Danni Xtravaganza (July 14, 1961 – January 9, 1996) (sometimes spelled Danny and/or Extravaganza) was a founding member of the House of Xtravaganza (est. 1982), the first primarily Latino house in the underground Harlem ball culture.

== Biography ==
Born July 14, 1961, in Puerto Rico, Daniel Camacho was raised in Brooklyn, New York by his mother until he left home at 16. Consistent with the tradition of ball culture, in 1982 Danni took the House name as his surname. As a teenager he studied ballroom dancing, the foundation of the elegant Vogue dance style he performed on the ballroom runways. In ball culture where House members compete in various categories, Danni Xtravaganza was widely respected for his unique ability to compete in categories as diverse as Vogue (dance), Runway (modeling), Punk Rock (fashion), and Butch Queen in Drags (a man impersonating a woman).

In 1990 Danni appeared in the popular Jennie Livingston documentary Paris Is Burning and recorded 'Love the Life You Live', produced by Freddy Bastone for Nu Groove records.

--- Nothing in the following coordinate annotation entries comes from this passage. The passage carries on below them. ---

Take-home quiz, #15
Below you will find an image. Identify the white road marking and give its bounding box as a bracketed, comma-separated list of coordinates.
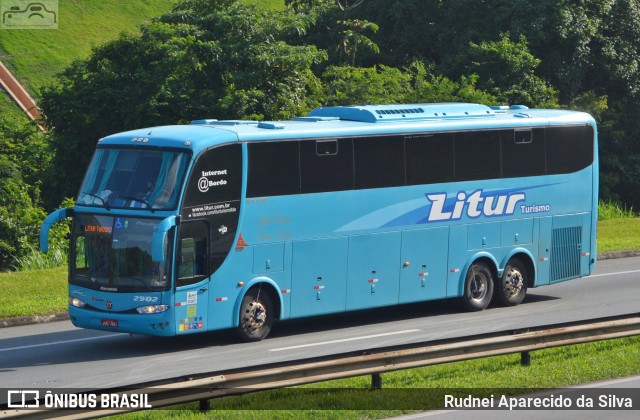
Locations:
[0, 334, 126, 352]
[269, 329, 420, 351]
[587, 270, 640, 277]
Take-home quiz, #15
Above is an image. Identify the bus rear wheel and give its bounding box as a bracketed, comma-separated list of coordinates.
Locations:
[496, 258, 529, 306]
[462, 262, 493, 311]
[238, 288, 274, 342]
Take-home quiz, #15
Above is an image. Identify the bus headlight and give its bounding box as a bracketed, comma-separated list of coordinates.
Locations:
[69, 296, 86, 308]
[136, 305, 169, 314]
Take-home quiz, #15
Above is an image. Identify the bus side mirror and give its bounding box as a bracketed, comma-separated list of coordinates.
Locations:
[151, 216, 177, 263]
[40, 208, 73, 253]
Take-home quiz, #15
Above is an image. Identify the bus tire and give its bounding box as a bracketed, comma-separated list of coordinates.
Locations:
[237, 288, 274, 342]
[462, 262, 494, 311]
[496, 258, 529, 306]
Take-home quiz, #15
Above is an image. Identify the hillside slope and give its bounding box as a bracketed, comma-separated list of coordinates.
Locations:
[0, 0, 177, 119]
[0, 0, 284, 121]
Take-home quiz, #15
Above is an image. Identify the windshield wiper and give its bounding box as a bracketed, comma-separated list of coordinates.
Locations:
[116, 195, 155, 213]
[82, 192, 111, 210]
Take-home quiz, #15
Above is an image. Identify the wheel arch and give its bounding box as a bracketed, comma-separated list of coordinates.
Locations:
[458, 252, 498, 296]
[498, 248, 537, 288]
[233, 277, 284, 327]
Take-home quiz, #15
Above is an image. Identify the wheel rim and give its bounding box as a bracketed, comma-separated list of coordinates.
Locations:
[242, 300, 267, 331]
[469, 273, 489, 302]
[504, 268, 524, 297]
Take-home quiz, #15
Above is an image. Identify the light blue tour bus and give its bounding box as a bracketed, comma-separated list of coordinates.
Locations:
[41, 103, 598, 341]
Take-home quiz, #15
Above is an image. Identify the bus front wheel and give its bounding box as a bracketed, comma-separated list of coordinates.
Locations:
[496, 258, 529, 306]
[462, 262, 493, 311]
[238, 288, 274, 342]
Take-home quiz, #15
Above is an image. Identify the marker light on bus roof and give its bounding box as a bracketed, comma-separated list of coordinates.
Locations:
[69, 296, 86, 308]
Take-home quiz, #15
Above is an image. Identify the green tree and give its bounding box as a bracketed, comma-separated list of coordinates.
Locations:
[323, 61, 496, 105]
[0, 119, 58, 270]
[458, 34, 558, 108]
[41, 0, 326, 206]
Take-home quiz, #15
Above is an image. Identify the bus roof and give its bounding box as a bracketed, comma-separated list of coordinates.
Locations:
[99, 103, 595, 153]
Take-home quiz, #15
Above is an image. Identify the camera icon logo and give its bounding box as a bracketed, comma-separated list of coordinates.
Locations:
[1, 0, 58, 29]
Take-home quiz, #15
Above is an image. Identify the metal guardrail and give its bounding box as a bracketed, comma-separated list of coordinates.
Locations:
[0, 314, 640, 419]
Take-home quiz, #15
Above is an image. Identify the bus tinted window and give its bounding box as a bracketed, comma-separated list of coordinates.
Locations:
[455, 131, 500, 181]
[405, 134, 453, 185]
[547, 126, 593, 174]
[300, 139, 353, 194]
[354, 136, 405, 189]
[502, 128, 545, 178]
[247, 141, 300, 197]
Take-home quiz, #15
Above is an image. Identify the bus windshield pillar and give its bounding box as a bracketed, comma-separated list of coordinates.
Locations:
[40, 208, 73, 253]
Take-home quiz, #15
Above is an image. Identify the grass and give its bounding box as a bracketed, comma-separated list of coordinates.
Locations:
[0, 0, 284, 100]
[0, 0, 177, 98]
[598, 201, 640, 252]
[0, 267, 68, 318]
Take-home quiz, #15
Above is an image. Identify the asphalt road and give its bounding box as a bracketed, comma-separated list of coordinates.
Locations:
[0, 257, 640, 389]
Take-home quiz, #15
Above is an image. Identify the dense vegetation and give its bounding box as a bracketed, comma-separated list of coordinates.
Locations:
[0, 0, 640, 269]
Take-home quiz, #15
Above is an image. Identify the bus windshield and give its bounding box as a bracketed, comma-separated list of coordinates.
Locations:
[77, 149, 189, 210]
[70, 214, 171, 292]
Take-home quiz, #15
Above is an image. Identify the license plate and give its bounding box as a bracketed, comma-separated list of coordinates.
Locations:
[100, 319, 119, 328]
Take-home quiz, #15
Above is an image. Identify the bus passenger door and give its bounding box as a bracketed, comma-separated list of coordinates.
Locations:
[174, 220, 209, 334]
[400, 227, 449, 303]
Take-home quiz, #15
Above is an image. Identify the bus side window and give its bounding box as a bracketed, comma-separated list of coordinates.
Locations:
[405, 133, 453, 185]
[247, 141, 300, 197]
[454, 131, 501, 181]
[353, 136, 405, 190]
[502, 128, 545, 178]
[176, 220, 209, 287]
[547, 126, 593, 174]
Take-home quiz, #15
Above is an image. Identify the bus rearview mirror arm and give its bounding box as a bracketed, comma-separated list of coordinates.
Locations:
[151, 216, 179, 263]
[40, 207, 73, 253]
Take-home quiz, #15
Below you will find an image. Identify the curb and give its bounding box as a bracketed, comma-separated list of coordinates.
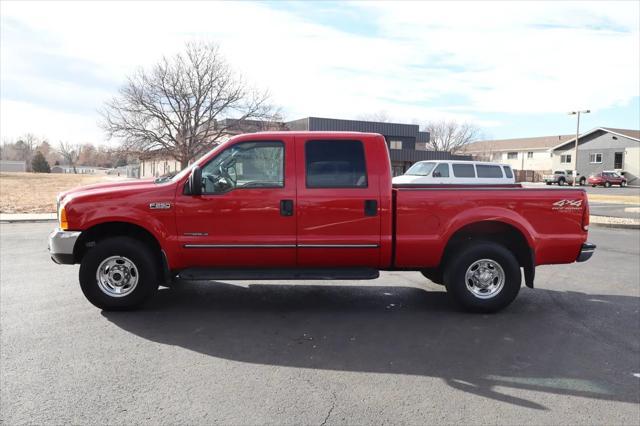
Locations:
[589, 220, 640, 229]
[0, 219, 58, 223]
[0, 215, 640, 229]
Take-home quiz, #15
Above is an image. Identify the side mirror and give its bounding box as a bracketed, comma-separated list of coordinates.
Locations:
[187, 166, 202, 195]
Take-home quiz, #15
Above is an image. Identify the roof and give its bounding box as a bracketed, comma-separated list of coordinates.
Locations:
[552, 127, 640, 150]
[601, 127, 640, 141]
[464, 135, 573, 153]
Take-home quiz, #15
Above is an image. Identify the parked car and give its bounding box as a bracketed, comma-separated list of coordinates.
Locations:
[542, 170, 587, 186]
[49, 132, 595, 312]
[392, 161, 516, 185]
[588, 170, 627, 188]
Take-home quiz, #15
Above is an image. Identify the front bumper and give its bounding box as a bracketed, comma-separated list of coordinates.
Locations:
[576, 243, 596, 262]
[49, 228, 81, 265]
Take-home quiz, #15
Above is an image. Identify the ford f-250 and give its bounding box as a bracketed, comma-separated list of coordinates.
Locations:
[49, 132, 595, 312]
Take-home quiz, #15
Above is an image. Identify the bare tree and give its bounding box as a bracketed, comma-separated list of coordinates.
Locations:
[58, 141, 80, 173]
[101, 42, 273, 167]
[423, 120, 481, 153]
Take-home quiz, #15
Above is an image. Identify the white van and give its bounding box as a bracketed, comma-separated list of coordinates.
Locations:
[393, 160, 516, 185]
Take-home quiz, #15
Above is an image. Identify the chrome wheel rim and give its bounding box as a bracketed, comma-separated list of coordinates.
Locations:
[96, 256, 139, 297]
[464, 259, 505, 299]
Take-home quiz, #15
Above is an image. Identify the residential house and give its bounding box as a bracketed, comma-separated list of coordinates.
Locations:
[551, 127, 640, 185]
[464, 135, 571, 176]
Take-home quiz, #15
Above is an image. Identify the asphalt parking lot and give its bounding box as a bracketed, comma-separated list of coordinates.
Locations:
[0, 223, 640, 425]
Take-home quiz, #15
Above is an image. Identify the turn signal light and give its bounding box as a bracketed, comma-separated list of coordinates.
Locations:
[60, 207, 69, 231]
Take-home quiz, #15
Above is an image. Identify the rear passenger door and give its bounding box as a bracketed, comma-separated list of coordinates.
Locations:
[296, 136, 380, 267]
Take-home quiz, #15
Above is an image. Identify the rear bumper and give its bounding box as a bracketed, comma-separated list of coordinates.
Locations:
[49, 228, 81, 265]
[576, 243, 596, 262]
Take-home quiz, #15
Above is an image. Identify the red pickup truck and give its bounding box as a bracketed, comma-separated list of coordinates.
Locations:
[49, 132, 595, 312]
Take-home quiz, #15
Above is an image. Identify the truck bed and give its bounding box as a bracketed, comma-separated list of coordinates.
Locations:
[393, 185, 588, 269]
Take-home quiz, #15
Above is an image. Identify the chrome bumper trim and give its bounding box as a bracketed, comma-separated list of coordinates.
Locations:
[576, 243, 596, 262]
[49, 228, 82, 256]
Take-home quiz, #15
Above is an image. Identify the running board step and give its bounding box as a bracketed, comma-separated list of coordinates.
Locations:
[178, 268, 380, 281]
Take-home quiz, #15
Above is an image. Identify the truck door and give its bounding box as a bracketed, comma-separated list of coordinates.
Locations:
[296, 135, 380, 267]
[176, 136, 296, 267]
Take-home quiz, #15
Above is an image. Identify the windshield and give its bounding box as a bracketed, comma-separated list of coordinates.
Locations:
[405, 162, 436, 176]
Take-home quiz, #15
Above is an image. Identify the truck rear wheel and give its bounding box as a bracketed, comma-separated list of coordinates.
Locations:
[444, 241, 522, 312]
[80, 237, 160, 311]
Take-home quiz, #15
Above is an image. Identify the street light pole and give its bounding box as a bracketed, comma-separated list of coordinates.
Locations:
[569, 109, 591, 186]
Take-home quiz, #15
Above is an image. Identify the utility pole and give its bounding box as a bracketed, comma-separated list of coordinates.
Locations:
[569, 109, 591, 186]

A 'legendary' figure in the New York ball community, and a fixture in the famed discos and nightclubs of the period including Paradise Garage, Tracks and The Sound Factory, Danni was appointed the Mother of the House of Xtravaganza by the original House Mother, Angie Xtravaganza, prior to her death in 1993. Danni led the House of Xtravaganza in that capacity until his death on January 9, 1996, in Manhattan, aged 34.